Кузнец долго стоял за воротами обители, вглядываясь в серые в начинающемся рассвете всхолмленные поля. Конь и всадник превратились сначала в далёкую точку, но потом и она пропала. Старик корявой рукой помял полушубок напротив сердца, шумно вздохнул, и промычал «у-гу-гу», разумея что-то недосказанное. После чего в большой задумчивости побрел обратно. Вечером через брата-ключника кузнец испросил разрешения на посещение игумена в его келье.

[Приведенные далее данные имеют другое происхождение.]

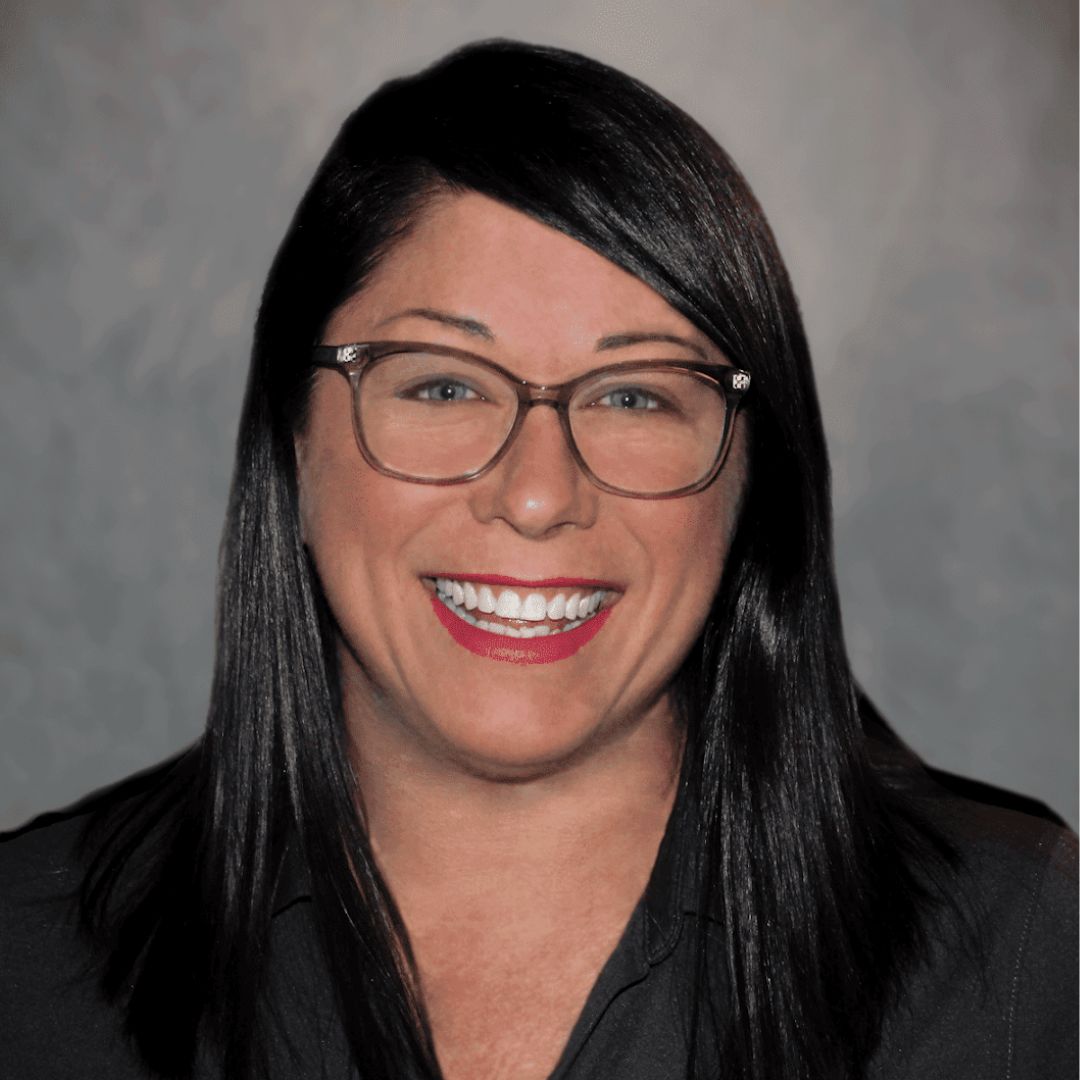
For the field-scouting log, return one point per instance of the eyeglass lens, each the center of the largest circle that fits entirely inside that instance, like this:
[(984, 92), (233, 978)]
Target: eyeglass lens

Входя в покои настоятеля, Никифор даже немного оробел: сказывалось долгое житье в деревне вдали от всяких, и мирских, и духовных властей. Староста Влас в счет, понятно, не шел. Но молодой игумен встретил его более чем радушно. До сего мига виделись они лишь третьего дня, в день прихода кузнеца в обитель, когда Одинец коротко представил своего «батю» Алексию. Сейчас же игумен сам помог старику освободиться от котомки, дождался, когда тот разденется, огладит волосы на голове и в бороде, и пригласил к столу. «Медовуха», — с одного взгляда на кувшин определил старик. От Сашки он слышал, что игумен «этого дела ни-ни!». Тем приятнее было осознавать, что вся ёмкость — на него на одного! Алексий тоже, похоже, испытывал какую-то неловкость, но ничего, мало-помалу разговор завязался. Крутился он, конечно же, вокруг так и не открытой ни тому ни другому цели Сашкиной поездки в Тверь, не сегодня-завтра вступавшей в войну. Понятно было только, что московский князь придавал всему этому настолько важное значение, что пошёл на удержание за собой заложников-аманатов, как обеспечение надёжного возвращения своего бывшего мечника.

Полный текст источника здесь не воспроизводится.